On May 16, 2012, at 5:47 PM, Mouse wrote:
I didn't do a full complexity analysis on mine,
because it uses
heuristics that mean any human-solvable puzzle is solved in so close to
zero time that it's not worth improving it. (Specifically, most of the
time there is at least one cell that can be filled in only one way for
some reason, and the program knows at least four different possible
such reasons; I've rarely seen puzzles needing a search tree with more
than a dozen or so nodes, and many need no search at all, ie, there is
no backtracking.)
Mine didn't have a search tree; it just kept a list of possible values
for its cells and removed them as the pre-filled values for the puzzle
were entered (i.e. if that value were added to the cell's row, column
or box).
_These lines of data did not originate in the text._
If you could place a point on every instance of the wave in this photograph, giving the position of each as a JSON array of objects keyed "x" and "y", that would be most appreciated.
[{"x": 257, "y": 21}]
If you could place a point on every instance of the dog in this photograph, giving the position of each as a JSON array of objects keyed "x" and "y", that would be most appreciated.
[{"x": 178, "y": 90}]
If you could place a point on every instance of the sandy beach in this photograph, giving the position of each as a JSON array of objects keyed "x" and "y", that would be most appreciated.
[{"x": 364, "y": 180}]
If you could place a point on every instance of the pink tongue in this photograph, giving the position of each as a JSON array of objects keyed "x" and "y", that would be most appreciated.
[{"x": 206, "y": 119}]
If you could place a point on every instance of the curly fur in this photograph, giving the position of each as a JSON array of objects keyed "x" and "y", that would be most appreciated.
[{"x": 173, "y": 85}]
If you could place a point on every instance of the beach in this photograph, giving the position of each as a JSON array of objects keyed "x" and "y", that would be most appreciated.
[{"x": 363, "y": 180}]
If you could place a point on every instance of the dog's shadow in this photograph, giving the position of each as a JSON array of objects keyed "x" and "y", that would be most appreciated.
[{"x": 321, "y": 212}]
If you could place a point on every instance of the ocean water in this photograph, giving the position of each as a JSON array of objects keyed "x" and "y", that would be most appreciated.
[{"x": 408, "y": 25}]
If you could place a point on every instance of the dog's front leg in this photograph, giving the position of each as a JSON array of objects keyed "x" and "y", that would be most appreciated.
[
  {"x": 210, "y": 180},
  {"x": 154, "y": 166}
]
If a cell ever wound up with only one possibility, it would
fill that value in, etc. For a properly deterministic puzzle (and I'm
given to understand that a puzzle isn't "right" if it's not
deterministic), this would result in an answer by the time the last
pre-filled value was entered.
Using "human" strategies, there might be faster ways. I'd be curious
to see how it worked on non-deterministic puzzles (if indeed valid
ones do exist).
The actual class assignment is still online here; it's entertaining
reading, if nothing else. His assignments from other years pose
other interesting algorithmic challenges.